What is the Document Information Extraction service and how does it work?
The Document Information Extraction is part of the SAP AI Business Services portfolio. You can use it to extract information from business documents such as invoices, purchase orders, advanced payment. This service can be used to automate data extraction from digital documents instead of having a person manually extracting this.
The service uses machine learning to automate your document information extraction processes. After uploading a document, the service returns the extraction results from the fields detected in the document.
The documentation focuses on the processing of business documents and there is no mention of personal documents, e.g. identity cards. The reality is that it looks like it is possible to process basically any type of document that has some form of “structure” in its contents. Therefore, it is possible to extract the “structured information” that is included in the identity cards.
What type of process can be automated within your company?
Some HR processes can involve a proof of identity step as part of their processes. These processes are normally manual and can delay/increase the time it takes to complete the job. Instead of having a person dedicated to just checking identity documents, the process can be automated and only involve a person if absolutely necessary, e.g. there is no confidence on the results (extracted information) returned by the AI service.
Below a couple of scenarios that can be automated within your company:
- Employee onboarding: It is common to request, as part of the employee onboarding process, a scan/photo of the future employee’s identity document.
- Identity check: Government agencies request some form of proof of identity to validate the requester during an application process.
Show me the goods, how can I use the Document Information Extraction to process identity documents?
Glad you asked. In the example below, I will be using sample identity documents issued by the Spanish government. The Spanish government issues identity documents to citizens, called DNI, and also to foreign residents, called NIE.
To enable the Document Information Extraction service follow the “Set up account for Document Information Extraction and Go to Application” tutorial available at Developer Tutorials
Before extracting information from a personal identity document we first need to define a template in the service. The video below shows you how to create this template.

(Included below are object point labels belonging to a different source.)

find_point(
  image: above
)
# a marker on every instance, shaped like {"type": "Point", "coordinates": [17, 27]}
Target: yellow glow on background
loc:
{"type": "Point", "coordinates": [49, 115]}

Below the schema used by the template documents. To create it, you will need to go to Settings > Schema Configuration in the Document Information Extraction UI and create a new custom schema.

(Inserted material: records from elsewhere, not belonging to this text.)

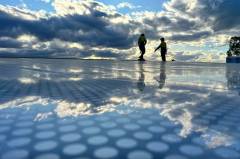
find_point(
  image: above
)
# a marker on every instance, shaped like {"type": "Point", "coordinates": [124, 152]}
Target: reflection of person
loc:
{"type": "Point", "coordinates": [142, 41]}
{"type": "Point", "coordinates": [163, 47]}
{"type": "Point", "coordinates": [162, 76]}
{"type": "Point", "coordinates": [141, 79]}
{"type": "Point", "coordinates": [233, 78]}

Once the template is created, lets see how you can extract the information from a document.
Once the job is processed, then we will be able to see the extraction results.
Ok, but everything is via a UI and manual. How can I automate checking identity documents?

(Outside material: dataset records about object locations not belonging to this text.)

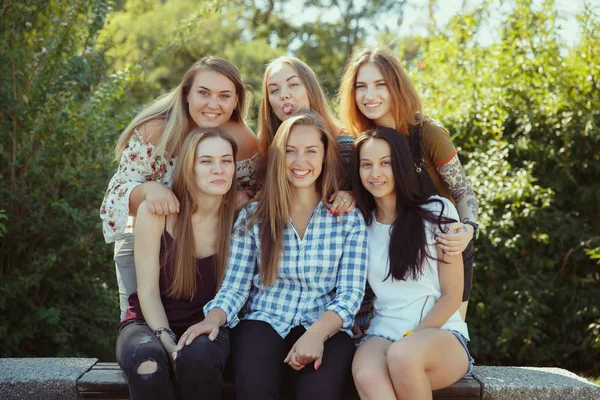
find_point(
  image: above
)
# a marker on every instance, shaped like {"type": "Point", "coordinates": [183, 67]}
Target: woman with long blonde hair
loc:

Creating the templates is manual but once that is done, retrieving the information from a document can be automated by using the Document Information Extraction service API https://aiservices-dox.cfapps.eu10.hana.ondemand.com/document-information-extraction/v1/swagger.json. An application, that you would need to develop, can submit a document (job in API terms) by attaching an image and specifying the fields that it wants to retrieve from the document. After some time the job will finish and the extracted information will be available via the API.
To find out how to get an OAuth Access Token for the Document Information Extraction service, follow this tutorial – https://developers.sap.com/tutorials/cp-aibus-dox-web-oauth-token.html.
Example API request to retrieve job:
curl --location --request GET 'https://aiservices-dox.cfapps.eu10.hana.ondemand.com/document-information-extraction/v1/document/jobs/ac7b1234-1234-1234-1234-12346f28b08f' \ --header 'Authorization: Bearer eyJhbGciOiJSUzI1NiIsImprdSI6Imh0dHBzOi8vc'
To summarise, we’ve seen how it is possible to process identity documents using the Document Information Extraction service part of the SAP AI Business Services. I hope this blog post helps you create your own custom templates and I look forward to hear from the cool scenarios you are automating using SAP AI Business Services.